Morir sin gloria
8 de noviembre de 2008
Valentín Cardona
La repentina caída del jet que causó la muerte al menos a cinco transeúntes y automovilistas, y que causó quemaduras y lesiones a un número no determinado de ciudadanos que circundaban tranquilamente la tarde del martes 4 de noviembre una zona de las Lomas de Chapultepec, libró en apariencia del juicio de la opinión pública a Juan Camilo Mouriño Terrazo, hasta ese día, secretario de Gobernación.
Luego de quedar al descubierto los turbios negocios que al amparo de su investidura como funcionario público y apoyado en una insana y malentendida relación de amistad con el presidente “espurio” Felipe Calderón, esté último intentó deslindarlo del juicio al que se aproximaba y que auguraba, al menos, el truncamiento de sus desmedidas aspiraciones de sucederlo portando la estafeta presidencial.

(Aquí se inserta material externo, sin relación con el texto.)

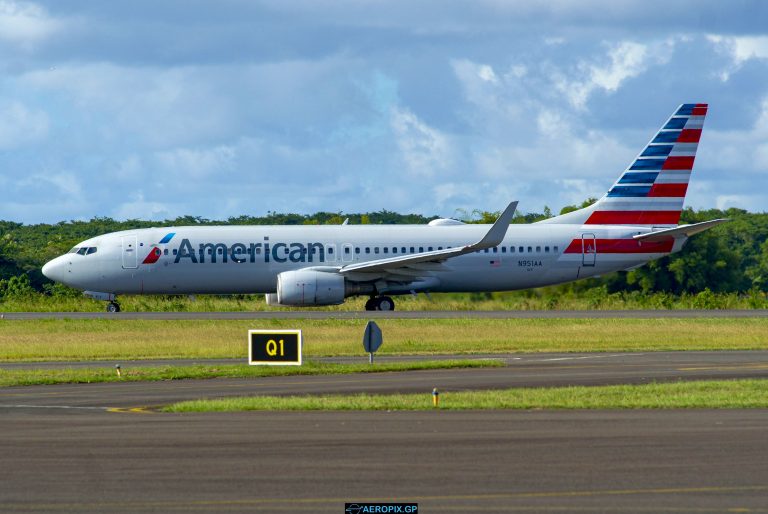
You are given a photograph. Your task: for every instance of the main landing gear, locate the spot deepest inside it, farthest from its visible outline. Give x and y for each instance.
(380, 303)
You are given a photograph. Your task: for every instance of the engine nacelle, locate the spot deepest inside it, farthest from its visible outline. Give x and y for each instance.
(307, 287)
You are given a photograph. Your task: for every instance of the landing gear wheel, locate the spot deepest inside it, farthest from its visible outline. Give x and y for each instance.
(385, 303)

Turbio su ascenso político, turbia su impresionante prosperidad en los negocios al cobijo de Calderón, turbio también ha sido el manejo para esclarecer las causas de la caída del avión que finalmente lo dispensó de la vida. Como remate, haciendo justicia a una historia de turbiedades, turbia fue la identificación de lo que quedó de su cuerpo.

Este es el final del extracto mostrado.